Articles

Writers Have a Duty to Help Other Writers

By Mark Antony Rossi

This one’s been sitting on my chest for quite some time. Unlike most people I practice exactly what I preach. Writers have a duty to help other writers. I always do in myriad ways. You should as well.

As writers if you write about your crappy marriage, crappy job and how the world is utterly unfair then you have a cosmic obligation to help your fellow writers. And on a side note if you are courageous enough to confess deep sadness be strong enough to take real ownership. No one wants to hear about how this poem is not about you. Excuse me. I digress.

Anything less than helping writers invalidates your social complaints similar to those sharp citizens who criticize the government and the judicial system but never bother to vote or serve on a jury. They always have an excuse but excuses like mist disappear in the hands of the needy.

I help other writers with no expectation of them offering any help in return. I do it because it’s the right thing to do for artists and the arts. And I usually receive virtually nothing in return.

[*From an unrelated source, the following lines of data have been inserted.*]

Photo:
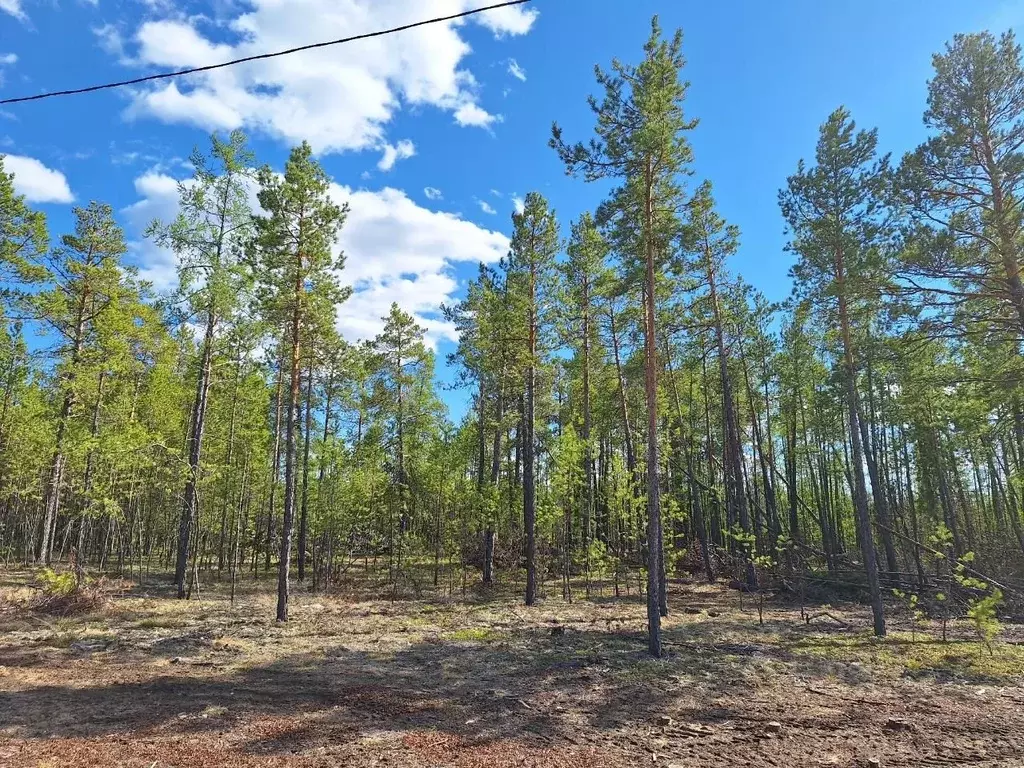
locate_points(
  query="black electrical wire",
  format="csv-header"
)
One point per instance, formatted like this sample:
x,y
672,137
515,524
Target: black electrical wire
x,y
261,56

The editors among them nearly never offer to consider your work or other writers who you have helped publish.

Some enjoy preaching about religion but can’t stop taking gobs of money from decent writers seeking to be part of unholy anthologies that belong in my cat’s litter box. This is not helping writers and it’s more painful when this scam is built by a writer. Stay away from these fools.

Others enjoy the mystic eastern approach where you sound spiritual but still manage to do nothing for anyone but yourself. Not sure if Buddha would high five this dance in front of a mirror but I’m not feeling the astral forces channeling through my life. You want some Karmic advice: do something to help a writer other than yourself at least once a week.

And then we have the folks who manage to host podcasts, radio shows and streaming gigs who somehow forget about anyone who ever published with them, praised them or spent time supporting their books. You don’t see or hear anyone on these shows you know or recognize. Suddenly it’s a “my friend is cool” jamboree. Or I’ll promote people who write or sound just like me.

Writers can be their own worst enemies. By neglecting their part in improving the lives of other writers they fast become a problem and not a solution. How hard is it to accept a free ebook and help another writer with a review? Or do some beta reading for a writer who doesn’t have a $1000 to hire a semi-useful professional editor? Or drop a hint about a journal that might accept a writer’s distinct style?

None of these things are difficult to accomplish when you lift your head from your navel and realize there’s a world beyond YOU. How do we stay relevant as writers if we are willing to pee from roofs but call it rain? How can we keep our moral edge if we act like the rest of the world? You might think it’s unfair but I expect more from writers than this selfish nonsense. All too often writers act like the politicians they claim to despise. They become greedy and imperial like the corporate titans they claim are ruining the world. When there is no difference between the writer and the average boob tube bonehead we have to toss the keyboard into the garbage. And adopt the numerical burger menu choices. You know the ones that don’t require thinking only blinking.

You have a duty to help other writers and when you shirk that duty you begin to walk the road to rhetorical ruin. Your voice rings hollow. Your mind is mush. And your talent once a gift from the creator is now reduced to the same level as those who sell toothpaste to soccer moms. Turn it around. Help other writers. You have a duty. Whether you like it or not.